You could create a .htaccess file in the wp-admin folder and create a .htpasswd file, you will have to create a password for a specific user and load this information into the .htpasswd file. Then point the .htaccess AuthUserFile to the location of the .htpasswd file and also add AuthType, AuthName and Require valid-user
A good resource of information is here:-http://www.htaccesstools.com/articles/password-protection/
Love Wordfence (free), but most of all, make your passwords LOOOOOOOOOOOOONG. Use a phrase like 'I hate long, 36-character passwords!' [make your own!] Brute force algorithms will hack through a short password in no time, and the hackers have bots that spend their life trying variations of passwords. And increase lockout times to their longest setting (60 days).
Akismet for comment spam.
Often, a good place to start when it comes to website security is your hosting environment.
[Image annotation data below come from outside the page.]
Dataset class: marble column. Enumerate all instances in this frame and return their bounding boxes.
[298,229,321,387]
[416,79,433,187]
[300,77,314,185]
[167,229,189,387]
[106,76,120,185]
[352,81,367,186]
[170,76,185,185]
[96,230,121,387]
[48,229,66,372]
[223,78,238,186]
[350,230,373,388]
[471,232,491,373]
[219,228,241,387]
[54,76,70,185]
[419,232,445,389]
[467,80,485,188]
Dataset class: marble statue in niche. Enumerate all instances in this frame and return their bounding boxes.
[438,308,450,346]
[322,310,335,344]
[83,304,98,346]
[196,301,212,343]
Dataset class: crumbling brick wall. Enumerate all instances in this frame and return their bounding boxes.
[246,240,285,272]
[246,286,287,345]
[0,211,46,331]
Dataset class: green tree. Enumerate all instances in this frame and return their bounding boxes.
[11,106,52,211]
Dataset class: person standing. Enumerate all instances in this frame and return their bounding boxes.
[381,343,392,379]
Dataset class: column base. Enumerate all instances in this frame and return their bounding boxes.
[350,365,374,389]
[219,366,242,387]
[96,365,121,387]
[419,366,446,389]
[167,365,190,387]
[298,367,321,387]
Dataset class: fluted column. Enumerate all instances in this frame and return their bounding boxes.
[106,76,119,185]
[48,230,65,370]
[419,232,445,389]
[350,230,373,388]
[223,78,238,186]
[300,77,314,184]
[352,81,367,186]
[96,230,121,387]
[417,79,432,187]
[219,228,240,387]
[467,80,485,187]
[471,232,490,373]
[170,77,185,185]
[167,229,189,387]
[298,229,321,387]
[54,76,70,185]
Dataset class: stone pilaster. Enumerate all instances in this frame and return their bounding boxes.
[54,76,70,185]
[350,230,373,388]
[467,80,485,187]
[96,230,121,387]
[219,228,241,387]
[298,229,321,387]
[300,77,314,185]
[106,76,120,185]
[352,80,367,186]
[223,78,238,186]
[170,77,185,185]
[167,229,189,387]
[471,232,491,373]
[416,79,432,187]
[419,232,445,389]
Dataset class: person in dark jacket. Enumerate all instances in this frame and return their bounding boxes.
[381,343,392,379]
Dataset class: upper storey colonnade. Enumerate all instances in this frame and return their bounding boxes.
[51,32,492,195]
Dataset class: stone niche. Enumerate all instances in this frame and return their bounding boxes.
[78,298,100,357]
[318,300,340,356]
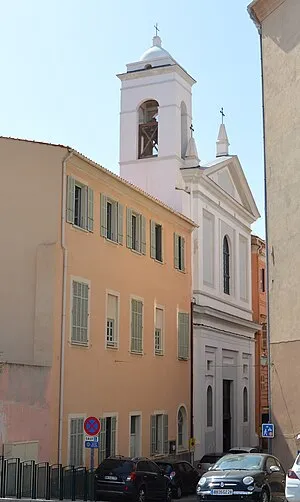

Today, there are a number of options available to you, and while hosts offer security to a certain level, it's important to understand where their responsibility ends and yours begins.
For general security, I highly recommend Sucuri. #sucuri
Good WP plugin to reduce spammers to your blog comments:
What kinds of WP security issues are you having?
When you say that you want to protect your site from spammers, do you mean that you're getting a lot of spam comments or contact form spam? In which case, have you set up the Akismet plugin properly (i.e. registered on the Akismet site and set up the API key)?
If you're having issues with brute-force login attempts, you can use the (free) Limit Login Attempts plugin. For a much more comprehensive security plugin offering a ton of features try the premium version of WordFence ($59/year).
I'd also contact your hosting provider to see what tools they offer. One of the reasons that we strongly recommend clients put their site on a managed hosting solution is that most providers offer continuous monitoring and clean-up for things like malware insertion, nefarious php object injection attempts, and the like.